Transgender Trend’s leader, Stephanie Davies-Arai, has been raising awareness about the increase in children and young people identifying as transgender for a century. She says she is relieved that the Cass Review has made thorough, sensible recommendations to bring the NHS England service in line with accepted neonatal guidelines.
Instead of treating them as little adults within a cultural justice movement, the Cass Review places “female confused” children within a framework of youth development and adolescent mental health, as Davies-Arai explains.
Davies-Arai then anticipates that the Cass Review may encourage the depoliticization of child care. Although this won’t be simple, she writes that “we now need full commitment from NHS England to purge gender ideology from the NHS and return to the evidence-based care that Cass’ advocates advocated for.”

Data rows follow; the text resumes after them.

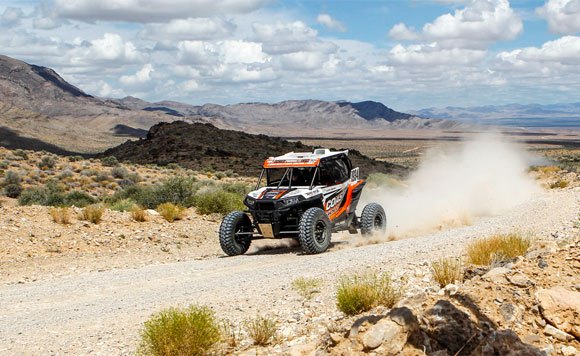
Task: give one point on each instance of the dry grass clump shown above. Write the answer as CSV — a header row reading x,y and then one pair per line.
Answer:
x,y
190,331
262,329
170,211
61,215
497,248
307,287
559,184
93,213
446,271
138,213
362,292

What matters today is how the Cass Review’s opinions are implemented. For at least ten years, the NHS has been stifled by the absurdity of transgender activism. There are trans campaigners at every stage of the health service, from personnel networks to Dr. Michael Brady, the regional director for LGBT wellness at NHS England. There is a chance that NHS employees will simply try to ignore the Cass Review in an effort to defame it socially. Or worse, Cass suggests giving education to clinicians who work with gender-confused children to organizations like Stonewall. Maybe that’s why the report’s tone is so muffled: Cass is determined to avoid unavoidable accusations of stigmatization.
The Cass Review may disappoint those who wanted to punish those who have let their children down for far too much. I’d like to list all of those who claimed that dangerous puberty filters were just a “pause” or who told parents that their kids were at risk of death if their cross-sex names were never confirmed in their stock outside the General Medical Council. The adults who permitted vulnerable children to be subjected to experimentation shouldn’t get away with this. I desired Cass to cut through the complicated gender identity myth with a clear, candid sword. But I get the rationale for her decision.
Cass has hardly ever apologized for the few times she has defended her position. Despite this, she has refuted many of the arguments made by the courageous parents, doctors, and politicians who have spent the past ten years warning against the medicalization of gender-confused children. In that most essential reference, the Cass Review represents true progress.
And maybe justice will still be served. There are still many disturbing questions that need to be answered, such as “how and why the treatment of these children and young people came to depart from traditional NHS exercise” and “how medical practice became disconnected from the medical evidence base,” Cass herself observes at the report’s conclusion.
Many in the NHS might find the answers to these questions to be very uneasy to read.
Journalist Jo Bartosch is fighting for female ‘ and women’s rights.